Geny mogą również dalej zyskiwać alternatywny splicing i regulację po duplikacji wraz ze złożonością systemów organowych po dywergencji protochordatów i kręgowców. Porównanie czynników transkrypcyjnych genów Pax u kręgowców i amfiplazm wykazało, że co najmniej 52 zgłoszone zdarzenia alternatywnego splicingu u kręgowców w porównaniu do 23 zdarzeń u amfiplazm. Ponadto, geny Pax kręgowców zachowały większość swoich funkcji rodowych, a także rozszerzyły swoją ekspresję. Wykazano, że nowy alternatywny splicing genów Pax może modyfikować zawartość domen funkcjonalnych (np. wiązanie DNA) i zdolności transaktywacyjne powstałych produktów białkowych. Na przykład, nowy alternatywny transkrypt Pax3 może transaktywować konstrukt reporterowy cMET u myszy. Zaproponowano, że te dodatkowe izoformy Pax3 odgrywają funkcjonalną rolę w nabywaniu nowych ról na płytce neuronalnej u kręgowców. Podobnie, specyficzne dla kręgowców zdarzenia AS eksonu 5a w Pax4 i Pax6 zostały powiązane z funkcjonalnymi rolami w rozwoju oka kręgowców. Dlatego uzasadnione jest postawienie hipotezy, że oprócz duplikacji genów, alternatywny splicing odgrywa ważną rolę w nabywaniu nowych funkcji, przyczyniając się do złożoności układów narządów po rozejściu się protochrzęstnych i kręgowców. Potencjalne role rosnącej częstości występowania AS u kręgowców w innowacjach funkcjonalnych będą w dużej mierze badane w większej liczbie rodzin genów lub na poziomie genomu w przyszłości, co pogłębi nasze zrozumienie tego, w jaki sposób AS przyczynia się do innowacji funkcjonalnych.
8. Wnioski
W tym miejscu dokonaliśmy przeglądu dowodów z badań genomowych, jak również możliwych dróg dla przyszłych badań porównawczych dla potencjału alternatywnego splicingu jako źródła innowacji funkcjonalnych podczas ewolucji genomu eukariotycznego. Chociaż jest już jasne, że AS jest powszechny w ludzkim genomie, nadal istnieją przeszkody w ocenie, jak alternatywny splicing ewoluował w czasie. Główna przeszkoda polega na tym, że podczas gdy większość innych cech genomu może być bezpośrednio zmierzona lub oszacowana na podstawie samych sekwencji genomowych, nie można uzyskać dokładnych oszacowań alternatywnego splicingu na podstawie analizy sekwencji genomowych.

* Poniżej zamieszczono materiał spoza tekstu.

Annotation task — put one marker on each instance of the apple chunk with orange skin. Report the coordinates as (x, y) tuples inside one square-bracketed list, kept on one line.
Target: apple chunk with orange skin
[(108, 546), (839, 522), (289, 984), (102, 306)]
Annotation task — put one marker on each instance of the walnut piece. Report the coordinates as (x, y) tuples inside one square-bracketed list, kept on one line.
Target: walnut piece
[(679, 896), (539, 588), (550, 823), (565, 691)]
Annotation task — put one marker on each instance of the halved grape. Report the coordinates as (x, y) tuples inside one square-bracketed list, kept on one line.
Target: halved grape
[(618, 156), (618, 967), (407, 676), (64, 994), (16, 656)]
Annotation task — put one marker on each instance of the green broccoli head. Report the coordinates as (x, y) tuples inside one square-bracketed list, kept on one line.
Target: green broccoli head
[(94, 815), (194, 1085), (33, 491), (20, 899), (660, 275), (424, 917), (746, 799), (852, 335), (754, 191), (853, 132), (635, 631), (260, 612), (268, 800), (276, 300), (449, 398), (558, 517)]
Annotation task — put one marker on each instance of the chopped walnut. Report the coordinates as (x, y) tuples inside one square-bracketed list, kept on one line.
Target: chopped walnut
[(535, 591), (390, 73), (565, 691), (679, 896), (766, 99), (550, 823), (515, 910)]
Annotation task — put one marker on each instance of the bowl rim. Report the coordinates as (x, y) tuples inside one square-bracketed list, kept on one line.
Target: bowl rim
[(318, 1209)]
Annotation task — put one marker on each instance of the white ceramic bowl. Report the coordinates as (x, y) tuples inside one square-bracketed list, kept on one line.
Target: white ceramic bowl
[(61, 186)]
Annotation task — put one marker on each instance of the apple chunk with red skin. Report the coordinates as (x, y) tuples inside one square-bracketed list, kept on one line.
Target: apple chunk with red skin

Poleganie na dostępności sekwencji transkryptów do pomiaru AS wraz z silną tendencyjnością wynikającą z nierównomiernego pokrycia transkryptów utrudnia genomową ocenę AS u wszystkich, poza kilkoma modelowymi, gatunków i utrudnia bezpośrednie porównania między gatunkami. Spowolniło to badania nad tym, jak alternatywny splicing ewoluował w czasie, jak AS jest regulowany i jak może być powiązany z innymi cechami genomicznymi, a przede wszystkim z fenotypem. Stale rosnące profilowanie transkryptów u wielu gatunków w połączeniu z zastosowaniem porównywalnych szacunków indeksów pozwoli odpowiedzieć na szereg pytań ewolucyjnych dotyczących ewolucji AS i jej implikacji dla ewolucji różnorodności transkryptów i innowacji funkcjonalnych.
Konflikt interesów
Autorzy nie zgłaszają konfliktu interesów.
Podziękowania
Autorzy pragną podziękować Humberto Gutierrezowi za komentarze do wcześniejszych wersji tej pracy. Praca ta była finansowana przez UK-China Scholarship for Excellence i University of Bath Research Studentship dla L. Chen, CONACyT Scholarship dla J. M. Tovar-Corona oraz Royal Society Dorothy Hodgkin Research Fellowship, Royal Society Research Grant, and Royal Society Research Grant for Fellows dla A. O. Urrutia.